Hurricane Irene, the monster storm that made landfall Saturday morning in Cape Lookout, N.C., and continues to snake its way up the eastern seaboard, is likely to impose billions of dollars in damages.

Some are speculating a financial catastrophe depending on how close Irene gets to New York City on Sunday and its strength by that point.

Columnist and statistician Nate Silver wrote: History suggests that the economic damage could run into the tens of billions of dollars – perhaps as much as $35-billion -- depending on the severity of the storm and how close it comes to the city. Unlikely but theoretically plausible scenarios could have the damage entering the realm of the costliest natural disasters of all time, and perhaps being large enough to have a materially negative effect on the nation’s gross domestic product.”

Roger Pielke, a University of Colorado professor and fellow of the Cooperative Institute for Research in Environmental Sciences, warned reporters that Irene is “probably going to be very damaging.”

Using the Great New England Hurricane of 1938, which killed hundreds across New England and Long Island and destroyed thousands of properties, as a guide, Pielke calculated that should such a storm were to occur now, it would cause $46-billion in damages.
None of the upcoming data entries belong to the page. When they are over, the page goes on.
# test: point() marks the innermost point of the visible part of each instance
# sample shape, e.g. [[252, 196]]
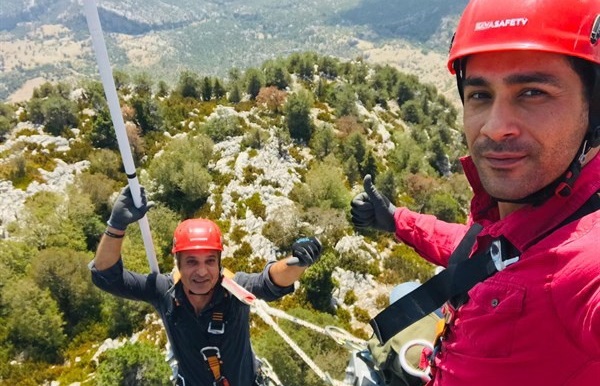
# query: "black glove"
[[305, 252], [373, 209], [124, 210]]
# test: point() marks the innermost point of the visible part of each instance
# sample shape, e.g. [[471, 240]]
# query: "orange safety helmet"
[[566, 27], [195, 234], [559, 26]]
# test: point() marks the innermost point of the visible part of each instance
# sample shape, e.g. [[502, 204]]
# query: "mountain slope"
[[209, 37]]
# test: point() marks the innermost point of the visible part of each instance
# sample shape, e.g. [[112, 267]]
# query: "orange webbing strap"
[[235, 289], [212, 356]]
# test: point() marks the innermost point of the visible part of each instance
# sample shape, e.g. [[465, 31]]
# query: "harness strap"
[[453, 283], [211, 353]]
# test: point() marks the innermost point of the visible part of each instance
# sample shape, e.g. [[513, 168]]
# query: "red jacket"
[[538, 321]]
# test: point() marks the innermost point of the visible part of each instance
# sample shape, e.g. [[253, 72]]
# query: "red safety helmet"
[[569, 27], [195, 234]]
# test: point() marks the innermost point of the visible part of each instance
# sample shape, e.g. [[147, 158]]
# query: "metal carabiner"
[[496, 254], [424, 375]]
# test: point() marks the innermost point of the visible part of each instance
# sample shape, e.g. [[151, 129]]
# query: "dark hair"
[[587, 73]]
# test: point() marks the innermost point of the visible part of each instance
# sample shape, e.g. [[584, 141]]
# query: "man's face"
[[199, 271], [525, 117]]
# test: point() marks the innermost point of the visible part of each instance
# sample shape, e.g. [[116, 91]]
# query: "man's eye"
[[533, 92], [477, 95]]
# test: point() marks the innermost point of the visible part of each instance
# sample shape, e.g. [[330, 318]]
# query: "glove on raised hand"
[[125, 212], [305, 252], [372, 209]]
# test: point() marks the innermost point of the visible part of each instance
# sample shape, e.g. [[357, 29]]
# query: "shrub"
[[350, 298], [361, 315], [133, 364]]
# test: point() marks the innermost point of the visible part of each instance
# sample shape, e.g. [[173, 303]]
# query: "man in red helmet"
[[208, 328], [528, 73]]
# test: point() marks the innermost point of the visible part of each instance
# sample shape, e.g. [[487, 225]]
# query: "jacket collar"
[[524, 226], [179, 298]]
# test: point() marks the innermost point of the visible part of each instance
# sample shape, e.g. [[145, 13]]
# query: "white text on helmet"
[[517, 22]]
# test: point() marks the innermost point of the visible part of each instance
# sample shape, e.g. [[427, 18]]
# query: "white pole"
[[93, 21]]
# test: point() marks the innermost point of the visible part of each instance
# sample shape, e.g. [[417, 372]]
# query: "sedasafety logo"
[[491, 24]]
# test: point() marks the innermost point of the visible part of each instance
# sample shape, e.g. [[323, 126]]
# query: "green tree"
[[234, 93], [328, 67], [16, 256], [132, 365], [325, 186], [318, 284], [369, 164], [162, 89], [103, 134], [181, 173], [276, 74], [64, 273], [33, 321], [188, 85], [218, 89], [254, 80], [147, 113], [142, 84], [7, 119], [59, 114], [46, 223], [344, 101], [297, 115], [220, 127], [206, 88], [412, 112], [324, 142]]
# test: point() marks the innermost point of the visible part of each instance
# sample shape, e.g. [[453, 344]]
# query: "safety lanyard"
[[457, 279], [211, 353]]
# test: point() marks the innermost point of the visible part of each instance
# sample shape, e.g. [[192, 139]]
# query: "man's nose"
[[202, 269], [501, 122]]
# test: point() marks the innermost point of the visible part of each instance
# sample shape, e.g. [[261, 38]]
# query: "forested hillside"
[[271, 154]]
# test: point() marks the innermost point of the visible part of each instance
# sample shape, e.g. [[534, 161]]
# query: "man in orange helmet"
[[528, 73], [208, 328]]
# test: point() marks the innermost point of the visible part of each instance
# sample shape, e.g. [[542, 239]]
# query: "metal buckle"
[[216, 331], [217, 353], [496, 253]]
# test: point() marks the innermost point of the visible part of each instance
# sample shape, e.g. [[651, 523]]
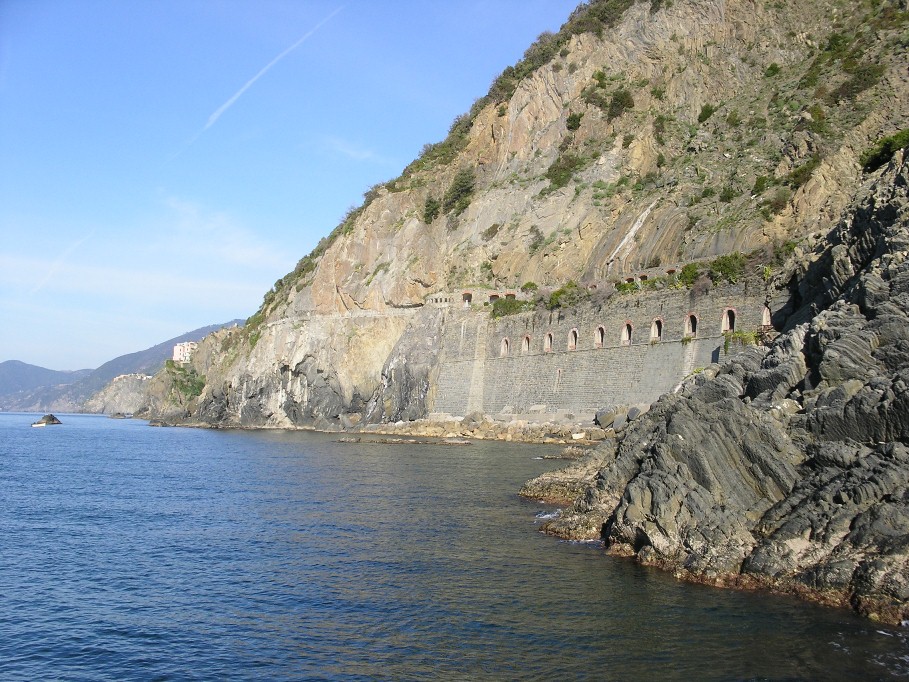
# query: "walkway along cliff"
[[758, 142], [787, 467]]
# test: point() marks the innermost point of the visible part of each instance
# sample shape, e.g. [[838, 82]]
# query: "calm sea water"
[[135, 553]]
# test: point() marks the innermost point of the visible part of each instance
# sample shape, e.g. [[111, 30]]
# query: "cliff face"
[[786, 467], [664, 134]]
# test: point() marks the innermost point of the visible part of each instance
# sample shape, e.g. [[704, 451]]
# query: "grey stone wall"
[[478, 372]]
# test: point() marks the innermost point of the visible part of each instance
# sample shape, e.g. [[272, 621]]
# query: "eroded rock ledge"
[[787, 467]]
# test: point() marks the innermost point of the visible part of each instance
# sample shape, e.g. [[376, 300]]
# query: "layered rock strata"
[[786, 467]]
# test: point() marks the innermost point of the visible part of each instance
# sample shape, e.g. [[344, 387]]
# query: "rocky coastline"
[[786, 467]]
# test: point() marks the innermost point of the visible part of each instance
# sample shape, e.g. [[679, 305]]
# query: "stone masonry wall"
[[487, 365]]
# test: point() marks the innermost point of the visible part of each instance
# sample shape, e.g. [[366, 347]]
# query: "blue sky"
[[163, 162]]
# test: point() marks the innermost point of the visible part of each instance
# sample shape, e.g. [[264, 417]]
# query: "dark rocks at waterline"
[[786, 467]]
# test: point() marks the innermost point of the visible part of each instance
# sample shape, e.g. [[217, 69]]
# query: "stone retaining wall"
[[579, 359]]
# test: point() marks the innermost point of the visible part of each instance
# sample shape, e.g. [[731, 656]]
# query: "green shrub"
[[689, 274], [782, 251], [186, 381], [431, 209], [509, 306], [728, 194], [863, 76], [491, 231], [563, 169], [879, 154], [626, 287], [802, 174], [566, 296], [459, 194], [772, 206], [536, 240], [707, 111], [761, 183], [729, 268]]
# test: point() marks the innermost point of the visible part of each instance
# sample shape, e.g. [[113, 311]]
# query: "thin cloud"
[[239, 93], [352, 151], [59, 262]]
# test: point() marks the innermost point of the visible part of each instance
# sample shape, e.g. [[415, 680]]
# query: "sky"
[[164, 162]]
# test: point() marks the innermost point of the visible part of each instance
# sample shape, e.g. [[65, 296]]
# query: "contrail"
[[239, 93], [57, 264], [224, 107]]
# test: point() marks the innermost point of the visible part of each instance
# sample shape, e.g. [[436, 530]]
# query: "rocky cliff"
[[787, 467], [641, 137]]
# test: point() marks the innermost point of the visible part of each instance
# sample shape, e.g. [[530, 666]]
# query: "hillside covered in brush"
[[639, 138]]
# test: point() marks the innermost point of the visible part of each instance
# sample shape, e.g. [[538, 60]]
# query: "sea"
[[136, 553]]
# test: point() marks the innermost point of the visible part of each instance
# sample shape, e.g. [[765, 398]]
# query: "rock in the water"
[[786, 467]]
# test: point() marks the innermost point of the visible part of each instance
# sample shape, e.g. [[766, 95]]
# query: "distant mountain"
[[30, 388], [20, 376]]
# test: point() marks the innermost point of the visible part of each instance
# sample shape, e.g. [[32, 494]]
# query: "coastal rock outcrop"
[[786, 467], [641, 138]]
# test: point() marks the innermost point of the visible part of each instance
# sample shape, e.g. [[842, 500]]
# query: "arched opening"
[[728, 321], [656, 330], [691, 325], [627, 332]]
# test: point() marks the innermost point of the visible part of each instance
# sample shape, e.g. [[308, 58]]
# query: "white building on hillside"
[[183, 352]]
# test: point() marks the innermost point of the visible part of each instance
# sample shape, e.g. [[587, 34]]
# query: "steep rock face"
[[787, 466], [684, 131]]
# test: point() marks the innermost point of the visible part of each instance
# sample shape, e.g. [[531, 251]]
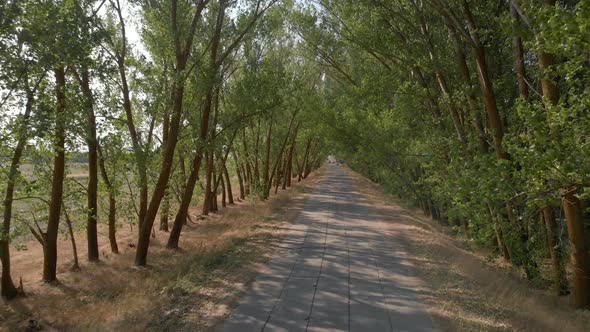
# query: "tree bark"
[[183, 48], [555, 251], [112, 202], [572, 208], [59, 163], [7, 288], [92, 195], [230, 194]]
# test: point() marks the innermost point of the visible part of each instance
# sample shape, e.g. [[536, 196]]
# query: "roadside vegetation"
[[124, 122]]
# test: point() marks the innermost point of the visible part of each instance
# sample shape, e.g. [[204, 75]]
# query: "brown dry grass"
[[463, 291], [191, 289]]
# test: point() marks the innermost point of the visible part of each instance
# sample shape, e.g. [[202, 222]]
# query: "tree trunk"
[[555, 251], [230, 194], [239, 175], [266, 174], [92, 196], [76, 265], [486, 86], [7, 288], [164, 212], [181, 215], [223, 196], [572, 208], [519, 66], [59, 163], [112, 203]]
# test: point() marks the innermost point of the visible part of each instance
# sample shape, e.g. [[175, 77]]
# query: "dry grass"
[[463, 291], [190, 289]]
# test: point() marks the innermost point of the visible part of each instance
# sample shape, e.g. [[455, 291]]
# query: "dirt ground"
[[463, 291], [194, 289], [191, 289]]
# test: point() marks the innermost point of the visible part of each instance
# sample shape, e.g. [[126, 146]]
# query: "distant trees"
[[473, 110]]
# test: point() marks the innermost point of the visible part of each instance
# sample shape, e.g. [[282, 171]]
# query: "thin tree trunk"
[[555, 251], [239, 175], [230, 194], [92, 196], [76, 265], [223, 195], [572, 208], [519, 66], [112, 203], [59, 163], [7, 288]]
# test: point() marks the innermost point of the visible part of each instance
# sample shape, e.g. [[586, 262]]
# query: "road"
[[340, 268]]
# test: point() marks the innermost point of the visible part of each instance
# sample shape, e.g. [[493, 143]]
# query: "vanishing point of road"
[[340, 268]]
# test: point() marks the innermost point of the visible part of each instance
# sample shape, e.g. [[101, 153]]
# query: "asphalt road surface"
[[341, 268]]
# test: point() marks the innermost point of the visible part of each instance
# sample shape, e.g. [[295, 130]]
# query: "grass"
[[190, 289], [463, 290]]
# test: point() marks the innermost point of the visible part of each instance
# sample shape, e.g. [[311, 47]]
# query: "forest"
[[129, 113]]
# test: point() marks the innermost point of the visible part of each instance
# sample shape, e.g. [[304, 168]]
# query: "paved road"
[[339, 269]]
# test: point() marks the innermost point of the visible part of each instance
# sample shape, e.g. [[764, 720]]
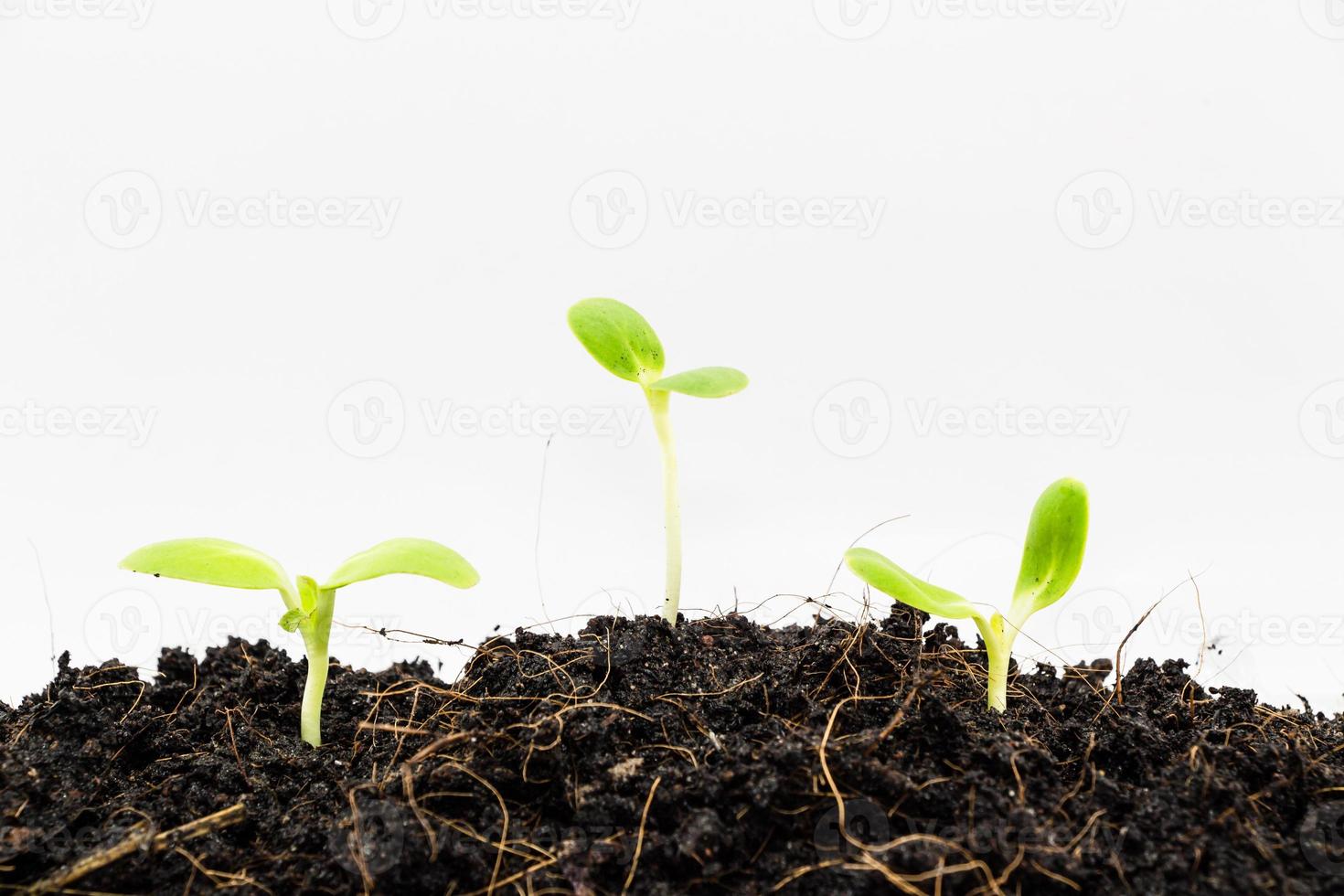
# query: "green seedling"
[[624, 343], [308, 606], [1050, 564]]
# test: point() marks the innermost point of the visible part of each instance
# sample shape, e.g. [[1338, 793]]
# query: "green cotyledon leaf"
[[411, 557], [1054, 552], [618, 337], [886, 577], [703, 382], [210, 561]]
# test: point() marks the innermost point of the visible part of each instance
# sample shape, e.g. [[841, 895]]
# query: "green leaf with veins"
[[618, 337], [1054, 551], [413, 557], [886, 577], [211, 561], [703, 382]]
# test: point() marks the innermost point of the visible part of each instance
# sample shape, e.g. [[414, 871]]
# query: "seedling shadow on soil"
[[718, 756]]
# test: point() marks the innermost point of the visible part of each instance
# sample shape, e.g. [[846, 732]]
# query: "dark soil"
[[635, 758]]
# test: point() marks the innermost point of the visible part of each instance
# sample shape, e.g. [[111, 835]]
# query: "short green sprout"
[[624, 343], [308, 606], [1050, 564]]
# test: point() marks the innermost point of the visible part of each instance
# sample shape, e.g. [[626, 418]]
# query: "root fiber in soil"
[[718, 756]]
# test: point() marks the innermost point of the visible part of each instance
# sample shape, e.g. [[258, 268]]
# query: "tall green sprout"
[[624, 343]]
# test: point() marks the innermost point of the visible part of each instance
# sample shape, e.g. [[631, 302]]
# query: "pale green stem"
[[659, 403], [998, 649], [316, 632]]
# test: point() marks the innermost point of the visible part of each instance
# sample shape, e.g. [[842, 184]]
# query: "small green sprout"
[[1050, 564], [624, 343], [308, 606]]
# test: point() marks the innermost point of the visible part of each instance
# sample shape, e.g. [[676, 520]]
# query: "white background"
[[1117, 211]]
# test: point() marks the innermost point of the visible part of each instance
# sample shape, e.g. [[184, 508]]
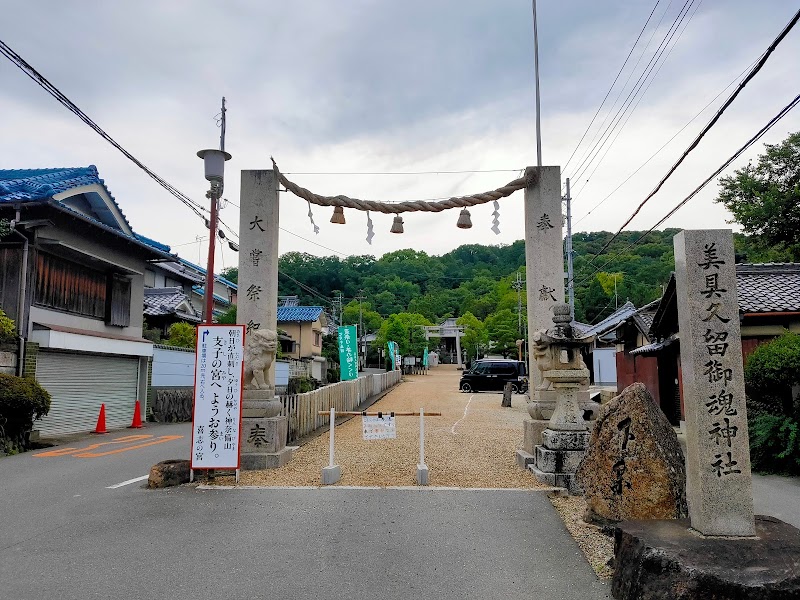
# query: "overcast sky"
[[380, 86]]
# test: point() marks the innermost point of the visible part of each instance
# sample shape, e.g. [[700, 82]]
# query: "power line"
[[403, 172], [771, 123], [657, 152], [593, 142], [51, 89], [753, 72], [641, 96], [637, 89], [612, 85]]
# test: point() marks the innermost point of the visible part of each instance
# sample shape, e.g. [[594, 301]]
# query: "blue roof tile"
[[298, 313]]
This is partly due to the fact that the population is much higher now and many more expensive properties have been built along the coast.

Chris Hackett, director of personal lines policy at the Property Casualty Insurers Association of America, indicated that two-thirds of the New York's insured property value is comprised by coastal properties.

Ryan Sweet, an economist at Moody’s, pointed out to Associated Press that that the large metropolitan areas of the Northeast which lay in or near the storm’s path -- New York City, Philadelphia, Boston, Baltimore and Washington --represent 16 percent of national GDP and 14 percent of total employment.

If damage is severe and disrupts production for several days, there will be a noticeable impact on the national economy for August, he warned.

Meanwhile, the global equity research group at UBS estimates that stock markets had already priced in a “$10 billion” event, with Travelers Companies and Allstate Corp. expected to incur the most substantial losses.

.“On average, the performance of the [stock] index around hurricane landfall dates is worse after major events like Hurricane Katrina,” UBS stated. “However, after major events the market eventually discounts improved catastrophe reinsurance pricing and the stock perform in line with or better than the market.”

Katrina, which hit the Gulf of Mexico in August 2005, rang up insured losses totaling $71.3 billion. Hurricane Andrew in 1992 produced insured losses of $24.6 billion.

Beyond insurance companies, the travel and tourism industries will also likely suffer heavy losses due to cancelled flights and abandoned hotels and restaurants.

Michael Trevino, a spokesman for United Airlines-Continental Airlines told the New York Times that 2,300 flights would be cancelled, while JetBlue has grounded 1,252 flights in the New York area.

New York City and New Jersey have already shut-down all forms of public transportation, while Atlantic City has shuttered its casinos.

Fears of power outages (which have already occurred in parts of North Carolina and Virginia) in New York and New Jersey would undoubtedly exacerbate financial losses.